The common items in this case were “filaments” from LED light bulbs, those meant to mimic the look of clear-glass incandescent light bulbs. [Andypugh] had been looking at them with interest for a while, and realized they were perfect as the segments for a large digital clock. The frame of the clock was formed from bent brass U-channel and mounted to an oak base via turned stanchions. The seven-segment displays were laid out in the frame and the common anodes of the LED filaments were connected together, with the cathode for each connected to a very fine wire. Each wire was directed through a random hole in the frame and channeled down into the base, to be hooked to one of the four DS8880 VFD driver chips. The anode wires form a lacy filigree behind the segments, which catch the light and make then look a little like a spider’s web. It looks great, but nicht für der gefingerpoken – the frame is at 80 VDC to drive the LED segments. The clock is synced to the UK atomic clock with a 60-kHz radio link; see the long, painful sync process in the video below.

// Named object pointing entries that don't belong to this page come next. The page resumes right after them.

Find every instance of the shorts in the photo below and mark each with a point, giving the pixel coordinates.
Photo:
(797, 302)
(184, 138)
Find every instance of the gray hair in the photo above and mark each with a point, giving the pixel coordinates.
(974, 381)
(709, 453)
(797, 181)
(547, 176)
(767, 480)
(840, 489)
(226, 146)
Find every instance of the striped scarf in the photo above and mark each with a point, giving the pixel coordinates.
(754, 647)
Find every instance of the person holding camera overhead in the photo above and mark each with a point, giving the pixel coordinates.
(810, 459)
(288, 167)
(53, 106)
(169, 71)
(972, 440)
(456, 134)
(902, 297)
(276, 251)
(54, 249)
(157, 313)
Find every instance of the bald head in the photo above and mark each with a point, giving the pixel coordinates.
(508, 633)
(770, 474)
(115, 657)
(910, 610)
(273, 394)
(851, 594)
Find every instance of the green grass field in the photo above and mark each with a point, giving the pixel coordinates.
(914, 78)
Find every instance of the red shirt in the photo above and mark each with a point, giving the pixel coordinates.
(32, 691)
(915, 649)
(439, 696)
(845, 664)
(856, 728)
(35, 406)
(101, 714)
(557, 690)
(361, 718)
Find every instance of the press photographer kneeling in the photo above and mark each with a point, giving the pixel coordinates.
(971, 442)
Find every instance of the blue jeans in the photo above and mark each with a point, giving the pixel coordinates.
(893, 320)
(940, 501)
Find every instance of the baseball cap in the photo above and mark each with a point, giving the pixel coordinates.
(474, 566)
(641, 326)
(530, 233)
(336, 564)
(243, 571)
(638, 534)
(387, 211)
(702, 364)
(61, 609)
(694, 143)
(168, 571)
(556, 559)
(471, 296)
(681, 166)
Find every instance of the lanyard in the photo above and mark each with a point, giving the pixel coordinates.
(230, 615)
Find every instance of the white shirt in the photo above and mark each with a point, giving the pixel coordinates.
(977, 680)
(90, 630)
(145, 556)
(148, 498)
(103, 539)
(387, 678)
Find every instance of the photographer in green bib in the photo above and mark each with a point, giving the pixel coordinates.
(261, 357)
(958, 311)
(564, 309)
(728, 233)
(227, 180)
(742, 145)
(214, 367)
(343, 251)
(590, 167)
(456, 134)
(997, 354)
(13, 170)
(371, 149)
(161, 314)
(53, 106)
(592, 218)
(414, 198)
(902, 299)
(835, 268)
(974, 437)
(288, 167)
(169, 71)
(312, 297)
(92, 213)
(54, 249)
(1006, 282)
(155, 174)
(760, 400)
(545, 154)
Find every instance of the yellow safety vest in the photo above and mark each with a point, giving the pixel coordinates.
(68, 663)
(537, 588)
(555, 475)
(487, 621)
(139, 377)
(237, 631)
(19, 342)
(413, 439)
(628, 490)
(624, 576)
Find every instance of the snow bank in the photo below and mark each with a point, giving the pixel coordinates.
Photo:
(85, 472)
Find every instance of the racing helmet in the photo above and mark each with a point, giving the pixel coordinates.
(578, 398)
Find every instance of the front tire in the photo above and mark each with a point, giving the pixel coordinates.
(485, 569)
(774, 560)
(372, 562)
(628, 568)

We like the open frame look, which we’ve seen before with an equally dangerous sculptural nixie clock. And this gives us some ideas for what to do with those filament LEDs other than turning them back into a light bulb. And if [Andy] sounds familiar, it could be because he’s appeared here before. First of all resurrecting the parts bin for an entire classic motorcycle marque, and then as the designer of SMIDSY, a robot competitor in the first incarnation of the UK Robot Wars series.
Continue reading “Old LED Light Bulbs Give Up Filaments For Spider Web Clock”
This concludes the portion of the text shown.